LLaVA (NeurIPS 2023 Oral, MLLM)

Motivation

Multimodal instruction-following data 제작: 처음으로 vision-language domain에 instruction tuning 활용
Large multimodal model: CLIP에 Vicuna 붙여서 finetuning함.
Multimodal instruction-following benchamrk: LLaVA-Bench

Dataset

Table 1: One example to illustrate the instruction-following data.

image-text pair 데이터는 있어도, instruction-following multimodal dataset은 만들기가 expensive해서 그 양이 많지 않다. 여기서는 ChatGPT/GPT-4를 이용해서 data를 collect했다.

기존의 image-text pair를 가지고, $\text{Human: (question) (image) <STOP> Assistant: (caption) <STOP>}$ 형태로 만드는 것은 쉽지만 깊이 있는 reasoning과 divesity가 lack되어 있는 단점이 있다.
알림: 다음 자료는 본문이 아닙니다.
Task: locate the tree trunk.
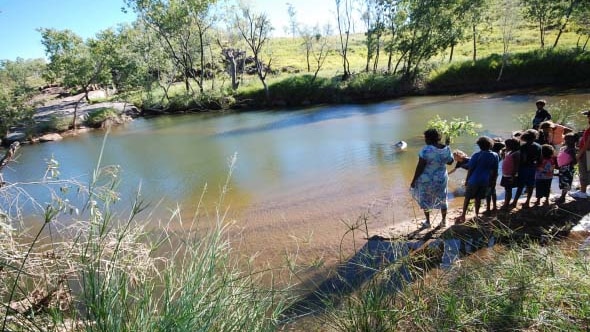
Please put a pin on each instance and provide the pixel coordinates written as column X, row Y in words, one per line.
column 541, row 31
column 307, row 51
column 389, row 61
column 233, row 73
column 474, row 44
column 565, row 22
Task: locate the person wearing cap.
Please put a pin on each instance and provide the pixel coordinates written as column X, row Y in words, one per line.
column 552, row 133
column 541, row 114
column 583, row 169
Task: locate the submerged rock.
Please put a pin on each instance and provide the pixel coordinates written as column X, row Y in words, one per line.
column 50, row 137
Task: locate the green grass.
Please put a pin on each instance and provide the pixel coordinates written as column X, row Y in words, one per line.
column 88, row 268
column 504, row 289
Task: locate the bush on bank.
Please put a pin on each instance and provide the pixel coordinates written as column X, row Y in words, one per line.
column 539, row 68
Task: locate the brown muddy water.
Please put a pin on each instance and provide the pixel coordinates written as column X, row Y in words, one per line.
column 300, row 179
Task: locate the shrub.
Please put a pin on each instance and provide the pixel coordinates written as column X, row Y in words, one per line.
column 97, row 117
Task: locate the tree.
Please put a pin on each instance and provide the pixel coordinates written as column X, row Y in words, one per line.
column 234, row 59
column 373, row 17
column 426, row 32
column 477, row 15
column 181, row 28
column 394, row 17
column 509, row 16
column 293, row 27
column 344, row 17
column 78, row 64
column 581, row 23
column 570, row 7
column 544, row 12
column 255, row 29
column 16, row 93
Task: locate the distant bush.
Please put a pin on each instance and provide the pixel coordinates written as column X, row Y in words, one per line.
column 54, row 124
column 302, row 90
column 372, row 86
column 97, row 117
column 559, row 67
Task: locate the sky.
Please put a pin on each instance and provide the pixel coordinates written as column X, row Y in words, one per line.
column 20, row 19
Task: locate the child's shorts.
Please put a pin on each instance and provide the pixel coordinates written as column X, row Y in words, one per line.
column 566, row 177
column 526, row 177
column 508, row 182
column 476, row 191
column 542, row 187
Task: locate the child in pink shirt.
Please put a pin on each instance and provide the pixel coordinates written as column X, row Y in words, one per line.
column 510, row 168
column 544, row 174
column 566, row 160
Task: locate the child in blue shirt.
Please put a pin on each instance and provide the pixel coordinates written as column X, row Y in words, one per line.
column 483, row 169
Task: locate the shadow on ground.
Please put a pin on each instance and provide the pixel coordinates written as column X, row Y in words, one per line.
column 433, row 248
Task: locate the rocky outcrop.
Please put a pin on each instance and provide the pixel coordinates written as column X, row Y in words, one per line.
column 50, row 138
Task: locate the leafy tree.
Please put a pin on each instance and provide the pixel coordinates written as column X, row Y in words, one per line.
column 508, row 11
column 426, row 32
column 293, row 27
column 568, row 7
column 181, row 27
column 581, row 23
column 455, row 127
column 395, row 14
column 544, row 12
column 373, row 17
column 78, row 64
column 15, row 94
column 478, row 15
column 344, row 10
column 255, row 29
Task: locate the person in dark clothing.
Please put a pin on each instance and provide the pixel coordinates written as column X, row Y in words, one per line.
column 530, row 155
column 483, row 169
column 541, row 114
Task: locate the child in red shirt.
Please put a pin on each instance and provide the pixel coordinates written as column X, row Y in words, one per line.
column 544, row 174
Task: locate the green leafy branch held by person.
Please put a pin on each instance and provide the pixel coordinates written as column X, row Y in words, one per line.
column 454, row 128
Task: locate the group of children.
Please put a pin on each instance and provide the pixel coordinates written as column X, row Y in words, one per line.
column 530, row 160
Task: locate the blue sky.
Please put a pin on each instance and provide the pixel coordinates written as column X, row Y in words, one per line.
column 19, row 19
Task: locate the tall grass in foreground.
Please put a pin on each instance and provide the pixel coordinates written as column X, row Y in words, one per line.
column 90, row 269
column 506, row 289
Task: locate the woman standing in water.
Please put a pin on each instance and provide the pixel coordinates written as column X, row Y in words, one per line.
column 429, row 185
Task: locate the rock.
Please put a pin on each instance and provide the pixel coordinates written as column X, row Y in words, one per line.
column 16, row 136
column 50, row 137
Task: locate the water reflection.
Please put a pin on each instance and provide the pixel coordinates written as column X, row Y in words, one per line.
column 299, row 173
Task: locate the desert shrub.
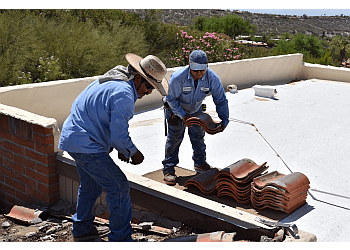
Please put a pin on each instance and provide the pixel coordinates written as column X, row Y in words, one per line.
column 218, row 47
column 35, row 49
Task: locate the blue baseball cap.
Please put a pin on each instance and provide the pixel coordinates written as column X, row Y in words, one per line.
column 198, row 60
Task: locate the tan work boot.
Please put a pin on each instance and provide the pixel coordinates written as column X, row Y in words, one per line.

따라서 visual content에 따른 instruction-follwing data를 만들기 위해 ChatGPT/GPT-4를 사용한다. 다만 여기서는 text-only GPT를 활용하기 때문에 image를 활용하지는 않고, Tab. 1과 같이 image의 caption과 bbox를 text prompt로 넣어준다. 처음에는 몇 개의 example을 manual하게 만들었고, 이를 in-context learning에 활용하였다.

구체적인 prompt는 다음과 같다:

Conversation: model이 image를 보는 것처럼 conversation하는 형태
Detailed description: rich and comprehensive description of an image
Complex reasoning: in-depth reasoning questions

Visual Instruction Tuning

Architecture

전체 architecture에서는 어떻게 image를 LLM과 함께 align하여 사용할 수 있을지 생각해야 한다. 여기서는 language model로 Vicuna를 사용하고, vision encoder로는 CLIP ViT-L/14를 사용한다. image $X_v$를 vision encode $g$r로 encode해서 visual feature $Z_v$를 얻은 후 linear projection matrix $W$를 사용하여 LLM의 word embedding space에 align된 visual token을 얻는 간단한 방식이다.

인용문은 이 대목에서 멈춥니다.